Prevent file descriptors inheritance during Linux fork

How do you prevent a file descriptor from being copy-inherited across fork() system calls (without closing it, of course)?

I am looking for a way to mark a single file descriptor as NOT to be (copy-)inherited by children at fork(), something like a FD_CLOEXEC-like hack but for forks (so a FD_DONTINHERIT feature if you like). Anybody did this? Or looked into this and has a hint for me to start with?

Thank you

UPDATE:

I could use libc's __register_atfork

 __register_atfork(NULL, NULL, fdcleaner, NULL)

to close the fds in child just before fork() returns. However, the FDs are still being copied so this sounds like a silly hack to me. Question is how to skip the dup()-ing in child of unneeded FDs.

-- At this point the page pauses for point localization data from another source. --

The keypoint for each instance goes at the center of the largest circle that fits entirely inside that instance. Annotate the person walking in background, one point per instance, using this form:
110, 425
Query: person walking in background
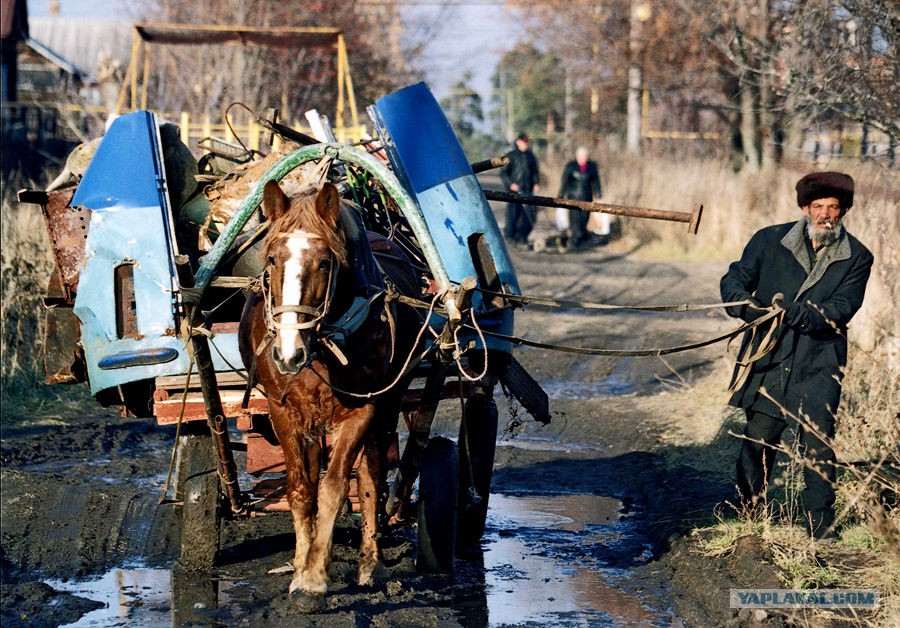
520, 175
816, 272
580, 182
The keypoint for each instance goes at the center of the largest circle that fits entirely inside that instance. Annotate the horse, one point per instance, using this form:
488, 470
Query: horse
316, 384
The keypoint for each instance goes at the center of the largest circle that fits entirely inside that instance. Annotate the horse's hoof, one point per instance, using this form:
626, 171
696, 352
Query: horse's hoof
378, 575
307, 601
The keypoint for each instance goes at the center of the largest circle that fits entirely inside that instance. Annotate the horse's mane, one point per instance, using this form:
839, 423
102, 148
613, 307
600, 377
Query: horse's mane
302, 215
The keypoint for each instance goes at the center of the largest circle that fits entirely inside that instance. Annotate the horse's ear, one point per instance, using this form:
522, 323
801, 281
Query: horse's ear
328, 203
275, 203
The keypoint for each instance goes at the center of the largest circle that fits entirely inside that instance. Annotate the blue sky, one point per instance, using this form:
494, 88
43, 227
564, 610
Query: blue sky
475, 35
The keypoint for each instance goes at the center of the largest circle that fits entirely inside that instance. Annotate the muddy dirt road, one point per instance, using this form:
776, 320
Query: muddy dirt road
582, 511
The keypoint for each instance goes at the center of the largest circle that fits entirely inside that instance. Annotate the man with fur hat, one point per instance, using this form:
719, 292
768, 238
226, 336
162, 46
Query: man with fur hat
816, 273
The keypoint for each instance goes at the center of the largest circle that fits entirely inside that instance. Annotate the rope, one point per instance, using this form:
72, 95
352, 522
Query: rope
563, 303
774, 313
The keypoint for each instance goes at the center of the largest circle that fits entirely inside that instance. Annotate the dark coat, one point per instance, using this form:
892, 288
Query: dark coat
521, 169
803, 372
578, 185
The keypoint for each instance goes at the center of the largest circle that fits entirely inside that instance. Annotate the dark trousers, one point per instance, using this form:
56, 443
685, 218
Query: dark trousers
755, 464
519, 221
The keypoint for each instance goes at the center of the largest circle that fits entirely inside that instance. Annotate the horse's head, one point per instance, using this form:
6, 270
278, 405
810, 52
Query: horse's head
305, 249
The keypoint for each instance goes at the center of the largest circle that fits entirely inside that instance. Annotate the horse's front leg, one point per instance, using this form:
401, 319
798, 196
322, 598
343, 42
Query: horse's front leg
369, 479
301, 460
333, 488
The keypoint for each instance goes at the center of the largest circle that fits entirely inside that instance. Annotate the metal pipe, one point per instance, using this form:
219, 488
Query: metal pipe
692, 218
490, 164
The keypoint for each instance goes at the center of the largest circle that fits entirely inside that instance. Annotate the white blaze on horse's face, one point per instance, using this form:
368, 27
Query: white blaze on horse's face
292, 292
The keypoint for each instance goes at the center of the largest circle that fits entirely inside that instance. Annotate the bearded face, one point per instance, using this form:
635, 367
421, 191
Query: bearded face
823, 221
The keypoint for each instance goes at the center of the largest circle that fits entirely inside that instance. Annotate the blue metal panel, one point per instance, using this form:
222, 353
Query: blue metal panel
429, 161
126, 171
124, 186
423, 139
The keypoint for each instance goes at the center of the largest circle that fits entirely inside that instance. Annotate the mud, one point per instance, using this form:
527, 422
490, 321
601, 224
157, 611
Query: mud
586, 518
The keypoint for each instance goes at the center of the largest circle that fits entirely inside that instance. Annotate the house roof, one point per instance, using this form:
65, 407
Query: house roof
77, 46
275, 36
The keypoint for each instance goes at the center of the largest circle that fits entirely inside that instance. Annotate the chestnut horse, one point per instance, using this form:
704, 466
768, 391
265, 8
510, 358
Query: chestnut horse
311, 282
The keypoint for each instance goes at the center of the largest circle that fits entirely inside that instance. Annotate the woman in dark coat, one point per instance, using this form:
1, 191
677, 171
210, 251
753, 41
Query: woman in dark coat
817, 272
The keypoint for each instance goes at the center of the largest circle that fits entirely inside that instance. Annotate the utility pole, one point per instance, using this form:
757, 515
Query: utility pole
640, 13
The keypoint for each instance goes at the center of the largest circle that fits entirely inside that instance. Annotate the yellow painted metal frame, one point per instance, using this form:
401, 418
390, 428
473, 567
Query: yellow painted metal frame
140, 56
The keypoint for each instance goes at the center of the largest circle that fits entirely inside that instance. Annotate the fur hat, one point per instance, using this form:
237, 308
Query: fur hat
825, 185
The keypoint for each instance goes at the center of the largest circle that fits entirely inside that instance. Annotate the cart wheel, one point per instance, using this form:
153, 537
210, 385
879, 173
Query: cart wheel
437, 506
477, 442
198, 490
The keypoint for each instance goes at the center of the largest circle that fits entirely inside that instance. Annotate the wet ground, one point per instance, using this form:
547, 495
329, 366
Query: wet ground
582, 516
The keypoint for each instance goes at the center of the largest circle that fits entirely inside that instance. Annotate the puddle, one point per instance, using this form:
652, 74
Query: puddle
547, 560
143, 597
544, 444
544, 565
617, 384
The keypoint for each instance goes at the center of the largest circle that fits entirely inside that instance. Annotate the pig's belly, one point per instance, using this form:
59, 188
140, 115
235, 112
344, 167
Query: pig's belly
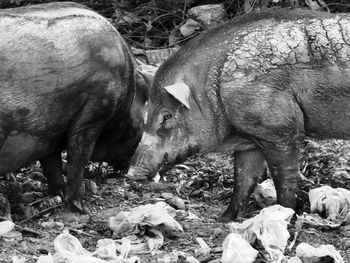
21, 148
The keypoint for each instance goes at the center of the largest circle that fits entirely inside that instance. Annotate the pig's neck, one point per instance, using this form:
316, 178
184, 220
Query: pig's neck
204, 80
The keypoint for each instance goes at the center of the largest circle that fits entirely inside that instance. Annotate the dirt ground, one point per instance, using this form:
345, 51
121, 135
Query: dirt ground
204, 182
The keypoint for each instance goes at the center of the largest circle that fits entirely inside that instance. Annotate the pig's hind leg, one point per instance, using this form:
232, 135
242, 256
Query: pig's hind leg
81, 140
248, 167
273, 118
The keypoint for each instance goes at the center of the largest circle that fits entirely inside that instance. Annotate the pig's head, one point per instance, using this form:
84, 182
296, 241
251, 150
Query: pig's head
177, 126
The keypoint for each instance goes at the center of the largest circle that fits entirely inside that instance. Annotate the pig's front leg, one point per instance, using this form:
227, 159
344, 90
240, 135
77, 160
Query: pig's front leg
52, 170
283, 162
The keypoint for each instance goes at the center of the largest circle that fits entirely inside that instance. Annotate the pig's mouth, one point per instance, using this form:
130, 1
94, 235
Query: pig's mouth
140, 174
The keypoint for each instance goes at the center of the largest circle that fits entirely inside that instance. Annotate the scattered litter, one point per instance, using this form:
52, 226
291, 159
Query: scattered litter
265, 193
310, 254
210, 15
6, 226
157, 219
204, 249
12, 236
192, 216
237, 250
53, 225
270, 227
334, 203
314, 220
178, 203
18, 259
69, 250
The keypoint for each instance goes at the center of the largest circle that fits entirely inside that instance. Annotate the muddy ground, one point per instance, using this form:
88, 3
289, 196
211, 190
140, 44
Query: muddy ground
204, 182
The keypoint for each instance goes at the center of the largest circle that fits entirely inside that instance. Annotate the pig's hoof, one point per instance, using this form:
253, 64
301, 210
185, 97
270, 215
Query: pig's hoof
225, 219
77, 206
228, 216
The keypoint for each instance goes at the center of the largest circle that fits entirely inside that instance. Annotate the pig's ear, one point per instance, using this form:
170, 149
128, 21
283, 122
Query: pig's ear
181, 92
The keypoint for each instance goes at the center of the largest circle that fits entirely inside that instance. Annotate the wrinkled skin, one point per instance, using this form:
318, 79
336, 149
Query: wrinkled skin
67, 81
256, 86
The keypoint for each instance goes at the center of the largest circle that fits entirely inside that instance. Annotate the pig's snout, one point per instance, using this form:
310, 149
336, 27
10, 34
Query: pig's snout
138, 174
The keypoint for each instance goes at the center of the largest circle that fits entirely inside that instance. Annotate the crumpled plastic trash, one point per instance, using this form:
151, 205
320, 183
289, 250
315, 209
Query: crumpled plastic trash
6, 227
18, 259
310, 254
150, 215
270, 227
265, 193
69, 250
237, 250
314, 220
334, 203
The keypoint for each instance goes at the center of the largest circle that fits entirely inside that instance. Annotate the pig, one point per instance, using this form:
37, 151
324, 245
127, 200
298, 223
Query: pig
255, 86
68, 81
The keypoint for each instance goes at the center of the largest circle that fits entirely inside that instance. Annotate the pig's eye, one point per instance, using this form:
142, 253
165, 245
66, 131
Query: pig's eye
167, 116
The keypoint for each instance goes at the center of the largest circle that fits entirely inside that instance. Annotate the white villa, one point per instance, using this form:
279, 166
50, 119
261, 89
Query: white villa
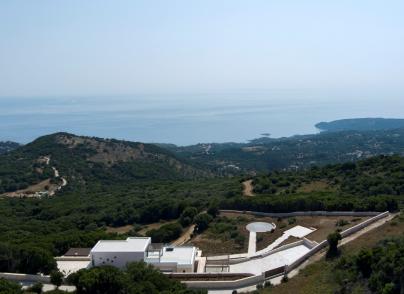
120, 252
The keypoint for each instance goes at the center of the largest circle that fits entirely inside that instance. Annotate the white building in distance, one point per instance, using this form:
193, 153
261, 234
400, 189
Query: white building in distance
120, 252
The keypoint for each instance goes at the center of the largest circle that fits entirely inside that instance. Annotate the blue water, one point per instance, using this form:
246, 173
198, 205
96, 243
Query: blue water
182, 119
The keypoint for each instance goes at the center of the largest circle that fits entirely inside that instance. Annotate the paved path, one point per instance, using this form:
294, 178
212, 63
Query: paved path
248, 188
252, 244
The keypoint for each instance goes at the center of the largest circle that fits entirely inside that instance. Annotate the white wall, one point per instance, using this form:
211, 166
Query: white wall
117, 259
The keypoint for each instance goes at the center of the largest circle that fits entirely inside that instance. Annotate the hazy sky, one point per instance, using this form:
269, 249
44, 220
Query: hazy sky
98, 47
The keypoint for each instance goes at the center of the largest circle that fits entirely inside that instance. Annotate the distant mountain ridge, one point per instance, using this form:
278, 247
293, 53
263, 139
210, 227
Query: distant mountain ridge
361, 124
294, 153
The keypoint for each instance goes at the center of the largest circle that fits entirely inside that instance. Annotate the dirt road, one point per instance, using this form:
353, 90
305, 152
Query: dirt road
248, 188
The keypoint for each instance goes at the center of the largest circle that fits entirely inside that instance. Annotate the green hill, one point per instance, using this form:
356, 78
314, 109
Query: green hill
8, 146
86, 159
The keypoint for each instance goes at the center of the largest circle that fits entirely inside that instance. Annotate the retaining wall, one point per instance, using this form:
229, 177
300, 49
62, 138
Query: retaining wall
231, 285
25, 277
344, 234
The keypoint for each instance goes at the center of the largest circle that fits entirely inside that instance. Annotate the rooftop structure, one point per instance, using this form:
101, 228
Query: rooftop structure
78, 252
131, 244
120, 252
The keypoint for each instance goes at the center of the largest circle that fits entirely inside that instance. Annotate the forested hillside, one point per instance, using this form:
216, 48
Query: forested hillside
294, 153
375, 184
83, 159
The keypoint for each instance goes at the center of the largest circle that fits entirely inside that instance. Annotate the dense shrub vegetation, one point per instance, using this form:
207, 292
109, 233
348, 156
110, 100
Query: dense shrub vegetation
137, 278
381, 268
113, 183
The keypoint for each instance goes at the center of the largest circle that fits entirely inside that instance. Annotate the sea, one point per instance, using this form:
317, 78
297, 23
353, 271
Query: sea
184, 119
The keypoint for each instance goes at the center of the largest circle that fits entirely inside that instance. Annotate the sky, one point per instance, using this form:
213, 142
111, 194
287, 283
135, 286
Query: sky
101, 48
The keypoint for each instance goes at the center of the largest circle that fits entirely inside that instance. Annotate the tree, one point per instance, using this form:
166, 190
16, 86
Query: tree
333, 239
364, 262
202, 222
56, 278
213, 209
36, 288
99, 280
33, 260
7, 287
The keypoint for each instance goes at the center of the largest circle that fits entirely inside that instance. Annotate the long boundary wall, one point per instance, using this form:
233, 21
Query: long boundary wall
250, 281
344, 234
232, 285
25, 277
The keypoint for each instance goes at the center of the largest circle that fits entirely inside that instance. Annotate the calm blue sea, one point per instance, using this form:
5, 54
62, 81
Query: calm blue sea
182, 119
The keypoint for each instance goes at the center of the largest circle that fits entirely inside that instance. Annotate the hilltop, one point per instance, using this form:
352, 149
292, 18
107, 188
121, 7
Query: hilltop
8, 146
81, 160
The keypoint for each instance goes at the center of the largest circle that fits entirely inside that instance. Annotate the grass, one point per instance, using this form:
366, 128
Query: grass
318, 277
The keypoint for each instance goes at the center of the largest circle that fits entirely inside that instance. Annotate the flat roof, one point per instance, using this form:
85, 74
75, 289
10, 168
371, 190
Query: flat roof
179, 255
131, 244
68, 267
78, 252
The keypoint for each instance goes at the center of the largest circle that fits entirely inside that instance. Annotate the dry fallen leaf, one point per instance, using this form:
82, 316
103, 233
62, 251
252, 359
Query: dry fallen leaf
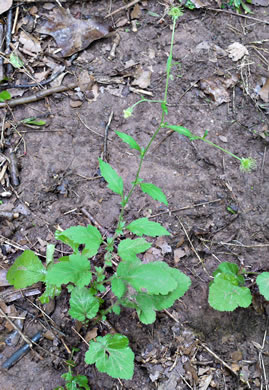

I'm thinking of some scenarios when a fcntl(fd, F_SETFL, F_DONTINHERIT) would be needed:

  • fork() will copy an event FD (e.g. epoll()); sometimes this isn't wanted, for example FreeBSD is marking the kqueue() event FD as being of a KQUEUE_TYPE and these types of FDs won't be copied across forks (the kqueue FDs are skipped explicitly from being copied, if one wants to use it from a child it must fork with shared FD table)

  • fork() will copy 100k unneeded FDs to fork a child for doing some CPU-intensive tasks (suppose the need for a fork() is probabilistically very low and programmer won't want to maintain a pool of children for something that normally wouldn't happen)

Some descriptors we want to be copied (0, 1, 2), some (most of them?) not. I think full FD table duping is here for historic reasons but I am probably wrong.

How silly does this sound:

  • patch fcntl() to support the dontinherit flag on file descriptors (not sure if the flag should be kept per-FD or in a FD table fd_set, like the close-on-exec flags are being kept
  • modify dup_fd() in kernel to skip copying of dontinherit FDs, same as FreeBSD does for kq FDs

consider the program

#include <stdio.h>
#include <unistd.h>
#include <err.h>
#include <stdlib.h>
#include <fcntl.h>
#include <time.h>

static int fds[NUMFDS];
clock_t t1;

static void cleanup(int i)
{
    while(i-- >= 0) close(fds[i]);
}
void clk_start(void)
{
    t1 = clock();
}
void clk_end(void)
{  

    double tix = (double)clock() - t1;
    double sex = tix/CLOCKS_PER_SEC;
    printf("fork_cost(%d fds)=%fticks(%f seconds)\n",
        NUMFDS,tix,sex);
}
int main(int argc, char **argv)
{
    pid_t pid;
    int i;
    __register_atfork(clk_start,clk_end,NULL,NULL);
    for (i = 0; i < NUMFDS; i++) {
        fds[i] = open("/dev/null",O_RDONLY);
        if (fds[i] == -1) {
            cleanup(i);
            errx(EXIT_FAILURE,"open_fds:");
        }
    }
    t1 = clock();
    pid = fork();
    if (pid < 0) {
        errx(EXIT_FAILURE,"fork:");
    }
    if (pid == 0) {
        cleanup(NUMFDS);
        exit(0);
    } else {
        wait(&i);
        cleanup(NUMFDS);
    }
    exit(0);
    return 0;
}

of course, can't consider this a real bench but anyhow:

root@pinkpony:/home/cia/dev/kqueue# time ./forkit
fork_cost(100 fds)=0.000000ticks(0.000000 seconds)

real    0m0.004s
user    0m0.000s
sys     0m0.000s
root@pinkpony:/home/cia/dev/kqueue# gcc -DNUMFDS=100000 -o forkit forkit.c
root@pinkpony:/home/cia/dev/kqueue# time ./forkit
fork_cost(100000 fds)=10000.000000ticks(0.010000 seconds)

real    0m0.287s
user    0m0.010s
sys     0m0.240s
root@pinkpony:/home/cia/dev/kqueue# gcc -DNUMFDS=100 -o forkit forkit.c
root@pinkpony:/home/cia/dev/kqueue# time ./forkit
fork_cost(100 fds)=0.000000ticks(0.000000 seconds)

real    0m0.004s
user    0m0.000s
sys     0m0.000s

forkit ran on a Dell Inspiron 1520 Intel(R) Core(TM)2 Duo CPU T7500 @ 2.20GHz with 4GB RAM; average_load=0.00


If you fork with the purpose of calling an exec function, you can use fcntl with FD_CLOEXEC to have the file descriptor closed once you exec:

int fd = open(...);
fcntl(fd, F_SETFD, FD_CLOEXEC);

Such a file descriptor will survive a fork but not functions of the exec family.


No. Close them yourself, since you know which ones need to be closed.